Eine Maschine wird gern für intelligenter gehalten, als sie ist. Die Leute, die für Suchmaschinen verantwortlich sind, geben vor, dass ihre Apparate verstehen, wonach gesucht wird. Das stimmt natürlich nicht. Aus neurowissenschaftlicher Sicht sind Suchmaschinen nichts als Schund. Es gibt noch keine technologischen Mittel, Semantik oder Logik darzustellen.

Allein dafür hab ich mir gerade sein neues Oeuvre bestellen müssen:

Jaron Lanier: You Are Not a Gadget: A ManifestoJaron Lanier verflucht die Netzkultur

13 Kommentare
  1. Susanne
    Susanne sagte:

    Ich steh auf seine Aussagen, sie polarisieren.

    Eines kann ich aber nicht unkommentiert lassen, das ist aufgelegt (und Du hast es freundlicherweise ausgelassen): Facebook ist wirtschaftlich nicht erfolgreich?

    Da muss doch gleich die ebenfalls kritisierte Wikipedia herhalten:
    „Verschiedene Quellen schätzen den Gesamtwert des Unternehmens sehr unterschiedlich zwischen 3 und 15 Milliarden Dollar; ein tatsächlicher Wert von 10 Milliarden Dollar erscheint realistisch.

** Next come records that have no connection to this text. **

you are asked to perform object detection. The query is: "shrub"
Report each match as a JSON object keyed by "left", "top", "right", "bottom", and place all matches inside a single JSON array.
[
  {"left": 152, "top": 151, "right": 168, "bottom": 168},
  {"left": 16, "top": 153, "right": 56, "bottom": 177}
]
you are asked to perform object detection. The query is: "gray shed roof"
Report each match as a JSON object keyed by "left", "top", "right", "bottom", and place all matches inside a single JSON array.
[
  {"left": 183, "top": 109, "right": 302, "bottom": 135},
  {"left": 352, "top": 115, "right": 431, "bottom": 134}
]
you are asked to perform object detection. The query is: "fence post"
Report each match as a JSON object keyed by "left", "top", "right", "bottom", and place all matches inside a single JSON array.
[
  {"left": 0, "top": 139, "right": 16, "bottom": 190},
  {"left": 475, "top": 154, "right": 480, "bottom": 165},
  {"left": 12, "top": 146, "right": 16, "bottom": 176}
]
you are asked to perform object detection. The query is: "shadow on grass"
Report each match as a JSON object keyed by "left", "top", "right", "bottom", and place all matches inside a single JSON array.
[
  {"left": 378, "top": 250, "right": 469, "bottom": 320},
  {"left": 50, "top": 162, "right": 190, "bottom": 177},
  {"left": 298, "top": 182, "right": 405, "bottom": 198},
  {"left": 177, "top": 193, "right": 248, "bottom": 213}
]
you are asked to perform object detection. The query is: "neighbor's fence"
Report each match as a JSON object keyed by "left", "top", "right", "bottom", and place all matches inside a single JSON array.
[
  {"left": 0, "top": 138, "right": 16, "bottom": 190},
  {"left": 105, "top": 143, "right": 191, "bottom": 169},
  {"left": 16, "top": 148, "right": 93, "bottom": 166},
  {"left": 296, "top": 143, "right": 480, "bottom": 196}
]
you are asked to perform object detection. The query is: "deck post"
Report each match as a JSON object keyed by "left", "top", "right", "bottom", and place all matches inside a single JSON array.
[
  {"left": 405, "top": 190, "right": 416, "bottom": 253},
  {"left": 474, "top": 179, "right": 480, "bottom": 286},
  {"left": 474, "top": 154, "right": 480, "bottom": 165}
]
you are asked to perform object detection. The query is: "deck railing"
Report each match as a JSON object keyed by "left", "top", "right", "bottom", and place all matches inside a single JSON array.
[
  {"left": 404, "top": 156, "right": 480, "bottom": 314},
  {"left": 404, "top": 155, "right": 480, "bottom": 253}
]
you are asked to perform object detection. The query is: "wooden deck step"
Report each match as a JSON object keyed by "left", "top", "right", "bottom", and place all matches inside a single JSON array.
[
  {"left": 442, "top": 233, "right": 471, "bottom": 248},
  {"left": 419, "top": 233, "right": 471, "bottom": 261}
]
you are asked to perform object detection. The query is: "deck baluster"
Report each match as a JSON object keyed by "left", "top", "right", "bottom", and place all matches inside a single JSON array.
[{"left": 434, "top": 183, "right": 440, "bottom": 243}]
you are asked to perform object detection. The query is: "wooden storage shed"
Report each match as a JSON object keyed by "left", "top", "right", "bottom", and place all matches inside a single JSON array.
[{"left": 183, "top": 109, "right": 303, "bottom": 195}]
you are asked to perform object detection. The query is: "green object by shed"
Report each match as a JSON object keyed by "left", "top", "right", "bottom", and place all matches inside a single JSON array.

Microsoft bewertet Facebook Anfang Mai 2008 mit einem Gesamtwert von 15 Milliarden Dollar.
    Zuckerbergs Vermögen belief sich im September 2009 auf rund 2,0 Milliarden Dollar und ist parallel zum Anwachsen des Marktwerts von Facebook stetig steigend. Damit ist er der jüngste zur Zeit lebende Milliardär der Welt.“ (Hier nachzulesen:

    Also so finanziell erfolglos möchte ich auch gerne sein. :king:

    • Ritchie Blogfried Pettauer
      Ritchie Blogfried Pettauer sagte:

      Seh ich auch so… solche Bewertungen sind bloß ein skurriler Auswuchs des Börsen-Kapitalismus; klar sind die Gründer super-reich geworden damit, aber der Unternehmenswert existiert in der Tat bloß am Papier.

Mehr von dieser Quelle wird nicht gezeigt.